August 08, 2019
The term “dive bar” is a loaded one, with some watering-hole owners feeling as if it’s a dismissive slight while others embrace it as a boastful source of pride.
To each their own business approach. As a customer, I’ve always found the closer to dive bar – and further away from high-end, fancy glass, business-suit dog-and-pony show – a place is, the more comfortable I am.
So it came as no surprise when an editor here at PhillyVoice International Headquarters recently dropped a line asking, “How well do you know shore dive bars? Could you do a sort-of-last-call roundup before the summer ends?”
The answers were “quite well” and “sure, no problem.” This, because during my years as a Sea Isle City local working in Atlantic City, I was of a mentality – and salary – that helped establish a baseline knowledge of the Jersey Shore’s dive-bar intricacies.
My circuit included a trio of bars that would likely rebuff a “dive bar” label, but the coziness of The Irish Pub in Atlantic City and – pre-renovations – Kixx McNutley’s in Sea Isle and the Princeton in Avalon made those places feel like home, especially during the off-season.

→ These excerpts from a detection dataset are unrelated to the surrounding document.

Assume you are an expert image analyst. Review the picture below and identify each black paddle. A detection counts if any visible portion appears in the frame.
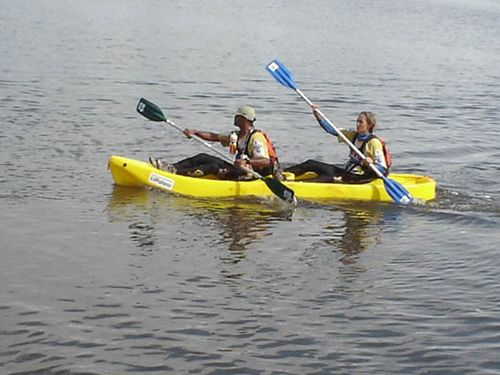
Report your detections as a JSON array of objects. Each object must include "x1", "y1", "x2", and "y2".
[
  {"x1": 266, "y1": 60, "x2": 413, "y2": 206},
  {"x1": 137, "y1": 98, "x2": 297, "y2": 205}
]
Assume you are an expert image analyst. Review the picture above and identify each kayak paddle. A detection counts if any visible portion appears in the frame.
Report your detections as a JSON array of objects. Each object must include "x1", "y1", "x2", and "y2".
[
  {"x1": 137, "y1": 98, "x2": 297, "y2": 205},
  {"x1": 266, "y1": 60, "x2": 413, "y2": 206}
]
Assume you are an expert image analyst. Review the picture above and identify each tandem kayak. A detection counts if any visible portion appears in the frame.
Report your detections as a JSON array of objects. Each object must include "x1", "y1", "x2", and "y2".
[{"x1": 108, "y1": 155, "x2": 436, "y2": 202}]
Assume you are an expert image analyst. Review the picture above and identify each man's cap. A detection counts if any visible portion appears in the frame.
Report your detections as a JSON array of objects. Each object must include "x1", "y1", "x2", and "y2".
[{"x1": 234, "y1": 105, "x2": 255, "y2": 121}]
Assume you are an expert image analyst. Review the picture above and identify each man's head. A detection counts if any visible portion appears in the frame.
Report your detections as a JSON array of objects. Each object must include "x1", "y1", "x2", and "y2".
[{"x1": 234, "y1": 105, "x2": 255, "y2": 127}]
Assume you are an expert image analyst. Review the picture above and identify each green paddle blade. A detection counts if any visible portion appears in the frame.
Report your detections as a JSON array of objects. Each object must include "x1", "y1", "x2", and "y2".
[{"x1": 137, "y1": 98, "x2": 167, "y2": 121}]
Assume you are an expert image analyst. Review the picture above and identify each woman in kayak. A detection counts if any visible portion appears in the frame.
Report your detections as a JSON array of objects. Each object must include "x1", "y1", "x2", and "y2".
[
  {"x1": 149, "y1": 105, "x2": 279, "y2": 180},
  {"x1": 285, "y1": 105, "x2": 390, "y2": 184}
]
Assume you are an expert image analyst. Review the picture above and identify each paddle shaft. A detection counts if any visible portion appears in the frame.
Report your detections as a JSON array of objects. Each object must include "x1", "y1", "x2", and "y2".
[
  {"x1": 165, "y1": 119, "x2": 265, "y2": 180},
  {"x1": 294, "y1": 88, "x2": 386, "y2": 180}
]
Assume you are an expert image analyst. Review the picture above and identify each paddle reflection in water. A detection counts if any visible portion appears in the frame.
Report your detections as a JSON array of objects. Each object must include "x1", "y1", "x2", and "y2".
[
  {"x1": 300, "y1": 201, "x2": 401, "y2": 271},
  {"x1": 107, "y1": 186, "x2": 293, "y2": 263}
]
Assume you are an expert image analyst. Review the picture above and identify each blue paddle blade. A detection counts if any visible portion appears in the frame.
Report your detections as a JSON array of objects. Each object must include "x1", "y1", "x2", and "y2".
[
  {"x1": 384, "y1": 176, "x2": 413, "y2": 206},
  {"x1": 266, "y1": 60, "x2": 297, "y2": 90}
]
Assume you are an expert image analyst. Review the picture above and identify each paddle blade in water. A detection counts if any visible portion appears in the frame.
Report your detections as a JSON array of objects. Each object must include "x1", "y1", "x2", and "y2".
[
  {"x1": 266, "y1": 60, "x2": 297, "y2": 90},
  {"x1": 137, "y1": 98, "x2": 166, "y2": 121},
  {"x1": 384, "y1": 177, "x2": 413, "y2": 206},
  {"x1": 262, "y1": 177, "x2": 297, "y2": 205}
]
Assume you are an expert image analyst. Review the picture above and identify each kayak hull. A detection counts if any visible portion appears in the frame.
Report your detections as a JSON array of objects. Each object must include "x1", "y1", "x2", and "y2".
[{"x1": 108, "y1": 155, "x2": 436, "y2": 202}]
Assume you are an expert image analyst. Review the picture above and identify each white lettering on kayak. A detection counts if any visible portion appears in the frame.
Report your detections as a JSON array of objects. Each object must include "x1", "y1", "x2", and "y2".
[{"x1": 149, "y1": 173, "x2": 175, "y2": 190}]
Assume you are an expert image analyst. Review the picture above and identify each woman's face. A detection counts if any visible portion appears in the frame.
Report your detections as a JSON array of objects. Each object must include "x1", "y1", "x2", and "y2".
[{"x1": 356, "y1": 113, "x2": 370, "y2": 134}]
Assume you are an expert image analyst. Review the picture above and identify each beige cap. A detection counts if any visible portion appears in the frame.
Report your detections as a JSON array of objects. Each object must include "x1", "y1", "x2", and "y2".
[{"x1": 234, "y1": 105, "x2": 255, "y2": 121}]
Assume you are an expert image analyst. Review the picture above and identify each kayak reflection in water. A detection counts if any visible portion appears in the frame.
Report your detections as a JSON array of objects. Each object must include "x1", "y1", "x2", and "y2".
[
  {"x1": 149, "y1": 105, "x2": 280, "y2": 180},
  {"x1": 285, "y1": 105, "x2": 390, "y2": 184}
]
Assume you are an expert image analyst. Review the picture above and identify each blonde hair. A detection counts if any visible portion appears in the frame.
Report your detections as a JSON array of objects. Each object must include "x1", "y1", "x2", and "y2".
[{"x1": 359, "y1": 111, "x2": 377, "y2": 133}]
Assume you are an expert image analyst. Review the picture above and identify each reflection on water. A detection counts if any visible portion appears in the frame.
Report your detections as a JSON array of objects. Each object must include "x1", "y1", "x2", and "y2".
[
  {"x1": 325, "y1": 206, "x2": 384, "y2": 262},
  {"x1": 106, "y1": 186, "x2": 401, "y2": 263},
  {"x1": 106, "y1": 186, "x2": 293, "y2": 262}
]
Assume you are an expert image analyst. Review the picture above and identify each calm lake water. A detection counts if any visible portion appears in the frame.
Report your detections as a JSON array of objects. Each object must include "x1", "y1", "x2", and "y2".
[{"x1": 0, "y1": 0, "x2": 500, "y2": 374}]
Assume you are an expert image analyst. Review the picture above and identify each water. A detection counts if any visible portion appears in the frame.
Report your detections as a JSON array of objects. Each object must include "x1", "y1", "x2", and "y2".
[{"x1": 0, "y1": 0, "x2": 500, "y2": 374}]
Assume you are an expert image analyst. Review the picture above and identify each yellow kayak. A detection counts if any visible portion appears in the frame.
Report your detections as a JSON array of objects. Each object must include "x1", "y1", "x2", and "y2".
[{"x1": 108, "y1": 156, "x2": 436, "y2": 202}]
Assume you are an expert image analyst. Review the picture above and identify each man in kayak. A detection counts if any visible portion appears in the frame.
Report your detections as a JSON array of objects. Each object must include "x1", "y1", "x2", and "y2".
[
  {"x1": 149, "y1": 105, "x2": 279, "y2": 180},
  {"x1": 285, "y1": 105, "x2": 390, "y2": 184}
]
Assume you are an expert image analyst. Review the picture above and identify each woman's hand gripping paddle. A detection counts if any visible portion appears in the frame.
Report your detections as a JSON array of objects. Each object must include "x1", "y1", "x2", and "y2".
[
  {"x1": 266, "y1": 60, "x2": 413, "y2": 206},
  {"x1": 137, "y1": 98, "x2": 297, "y2": 205}
]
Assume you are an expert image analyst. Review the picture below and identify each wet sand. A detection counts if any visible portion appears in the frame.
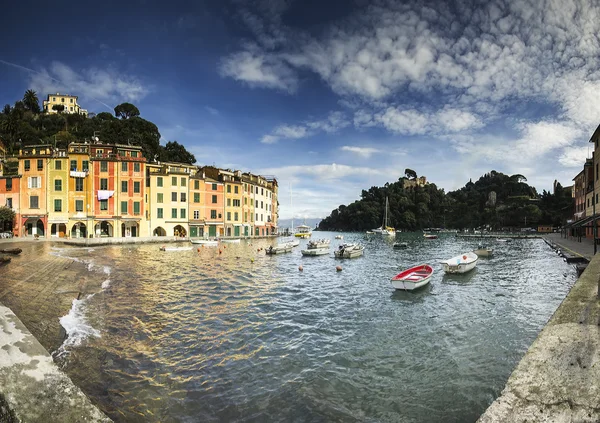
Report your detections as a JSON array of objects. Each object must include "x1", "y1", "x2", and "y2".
[{"x1": 0, "y1": 240, "x2": 102, "y2": 353}]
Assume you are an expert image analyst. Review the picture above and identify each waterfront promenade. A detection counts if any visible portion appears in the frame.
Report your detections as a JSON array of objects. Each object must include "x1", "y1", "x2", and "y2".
[{"x1": 478, "y1": 234, "x2": 600, "y2": 423}]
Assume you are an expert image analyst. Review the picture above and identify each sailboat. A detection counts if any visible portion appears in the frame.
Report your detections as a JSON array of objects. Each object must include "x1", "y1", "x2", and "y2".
[{"x1": 372, "y1": 197, "x2": 396, "y2": 236}]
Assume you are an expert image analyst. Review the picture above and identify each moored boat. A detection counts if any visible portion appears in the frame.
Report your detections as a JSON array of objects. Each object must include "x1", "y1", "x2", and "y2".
[
  {"x1": 441, "y1": 251, "x2": 479, "y2": 273},
  {"x1": 391, "y1": 264, "x2": 433, "y2": 291},
  {"x1": 333, "y1": 244, "x2": 365, "y2": 258}
]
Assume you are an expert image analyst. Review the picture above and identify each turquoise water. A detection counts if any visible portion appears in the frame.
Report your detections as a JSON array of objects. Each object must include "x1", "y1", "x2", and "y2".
[{"x1": 50, "y1": 232, "x2": 576, "y2": 422}]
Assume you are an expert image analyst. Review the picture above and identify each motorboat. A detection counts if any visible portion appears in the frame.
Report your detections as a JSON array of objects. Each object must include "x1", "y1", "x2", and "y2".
[
  {"x1": 265, "y1": 242, "x2": 294, "y2": 255},
  {"x1": 190, "y1": 239, "x2": 219, "y2": 247},
  {"x1": 333, "y1": 244, "x2": 365, "y2": 258},
  {"x1": 473, "y1": 245, "x2": 494, "y2": 257},
  {"x1": 391, "y1": 264, "x2": 433, "y2": 291},
  {"x1": 441, "y1": 251, "x2": 479, "y2": 273},
  {"x1": 300, "y1": 239, "x2": 331, "y2": 256},
  {"x1": 371, "y1": 197, "x2": 396, "y2": 236},
  {"x1": 160, "y1": 245, "x2": 194, "y2": 251}
]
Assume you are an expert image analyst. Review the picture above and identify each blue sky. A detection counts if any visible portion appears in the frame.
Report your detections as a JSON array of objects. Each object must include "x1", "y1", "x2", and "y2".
[{"x1": 0, "y1": 0, "x2": 600, "y2": 219}]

Though I haven’t returned to the Princeton since it underwent a big-money revamp (I want to remember it as it was, not what it became when rich people turned Avalon into something I don’t really recognize anymore), I still highly recommend all three of the aforementioned watering holes.
As for the rest of this post, it will be a collection of bars – be they divey or as close as shore bars can come to that these days – for those who’d like to knock a few back in a place that’s comfortably without pretense.
No, I haven’t been to all of those listed below, so included in these blurbs will be recommendations from those who have.
There are two dozen in all (with a bunch in one resort town lumped together into one collective entry).
Think we missed any? Well, drop a line via email (subject line: Hickey, you missed an awesome Jersey Shore Dive Bar) or leave it in the comments section.
Chelsea Pub and Inn (8 South Morris Avenue, Atlantic City) Located in the shadows of the Tropicana, the drinks are cheap and the clientele loaded with locals. Also, there are pool tables!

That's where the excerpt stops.